The United States government has called for the UN Security Council to convene to discuss what its Ambassador to the United Nations, Linda Thomas-Greenfield, described as "daily carnage" in the Tigray Regional State of Ethiopia.
Not a single meeting has taken place among Security Council members since the war in Tigray began in November last year, despite the humanitarian toll and a series of reports of killings, rape and wanton destruction. The United States and the European Commission have been pushing for the Council to adopt the humanitarian crisis as an agenda, but have been frustrated by countries such as China and Russia.
"It's truly shocking," said Samanta Power, head of USAID, who spoke at a virtual meeting organised ahead of the G7 leaders summit scheduled tomorrow. "We go down in history as a shameful period."

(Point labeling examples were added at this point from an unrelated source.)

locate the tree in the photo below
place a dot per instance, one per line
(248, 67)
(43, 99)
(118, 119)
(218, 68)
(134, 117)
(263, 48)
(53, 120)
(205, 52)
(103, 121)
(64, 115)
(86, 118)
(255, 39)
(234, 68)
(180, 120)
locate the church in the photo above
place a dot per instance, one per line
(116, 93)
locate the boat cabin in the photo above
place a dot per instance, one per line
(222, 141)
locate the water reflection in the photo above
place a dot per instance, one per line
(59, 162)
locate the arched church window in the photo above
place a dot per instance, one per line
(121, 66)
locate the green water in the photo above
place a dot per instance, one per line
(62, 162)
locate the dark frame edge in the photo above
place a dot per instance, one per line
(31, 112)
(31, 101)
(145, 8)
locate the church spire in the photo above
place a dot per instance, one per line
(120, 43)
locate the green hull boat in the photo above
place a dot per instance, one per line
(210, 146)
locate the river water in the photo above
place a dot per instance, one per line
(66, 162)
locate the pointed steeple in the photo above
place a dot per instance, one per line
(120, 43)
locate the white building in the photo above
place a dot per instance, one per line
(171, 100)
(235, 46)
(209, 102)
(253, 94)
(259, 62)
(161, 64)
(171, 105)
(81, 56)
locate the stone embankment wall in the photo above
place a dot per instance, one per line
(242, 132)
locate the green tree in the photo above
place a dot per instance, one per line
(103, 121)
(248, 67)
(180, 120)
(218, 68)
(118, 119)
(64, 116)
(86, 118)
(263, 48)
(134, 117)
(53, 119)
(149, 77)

Sponsored by the European Commission, the virtual meeting, is the first high pitched global summit that zoomed in on the war and humanitarian toll in Tigray.
The panellists, including Janez Lenarcic, EU commissioner for Crisis Management, and Jutta Urpilaninen, commissioner for International Partnerships, emphasised the message that the crisis in Tigray is human-made, hence avoidable. But they insisted that the attention the world has given is insufficient and blamed the Ethiopian government as an obstructionist.
Close to 300,000 people are feared to have faced famine in Tigray, and more than one million people are unreachable for humanitarian emergency assistance, international aid organisations urge.
"There is famine now," says Mark Lowcock, chief of UNOCHA.
These are allegations Ethiopian authorities deny, in a statement they issued a day before the virtual session being conducted today.
The transatlantic alliance is urging for a global united front in response to the unfolding events in Tigray.
"What happens in Ethiopia does not stay within Ethiopia," said Commissioner Urpilainen.